Since March 2017, Linton has been working as a project engineer and inspector at G. Stephens Inc., a construction management firm in Akron. He hopes to get his professional engineering license and construction manager license in the near future.
Above all, as Linton celebrates the end of his 23-year journey, he hopes that his story will inspire others, including his five children.
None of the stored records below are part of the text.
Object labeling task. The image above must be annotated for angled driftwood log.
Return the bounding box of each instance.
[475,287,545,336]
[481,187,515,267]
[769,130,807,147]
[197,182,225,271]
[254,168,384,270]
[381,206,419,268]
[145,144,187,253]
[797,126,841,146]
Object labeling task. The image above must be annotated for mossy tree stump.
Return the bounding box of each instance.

The two oldest have already earned associate degrees through the Akron Early College High School and UA.
“I know there are freshmen, sophomores, juniors, who are struggling,” he says. “They don’t have enough money, they don’t have enough resources, they might come from a broken home, their parents might be addicts, they might have had to raise themselves … they may even be homeless. … I just want to be another person to let those people know that you can do it.
“I give thanks to God every day that he gave me a second chance. It is only through him that I have the strength, will and ability to get up every morning, kiss my children goodbye, and leave out the door.”
Linton adds that while he may not have built his mother a house, he hopes the diploma will suffice for now.
“To be able to get a second chance at education, and make my family proud, and allow my children to see this, come May 12, and to hand my mother that bachelor’s degree, and say, ‘Mom, I did it,’ man, that’s priceless.”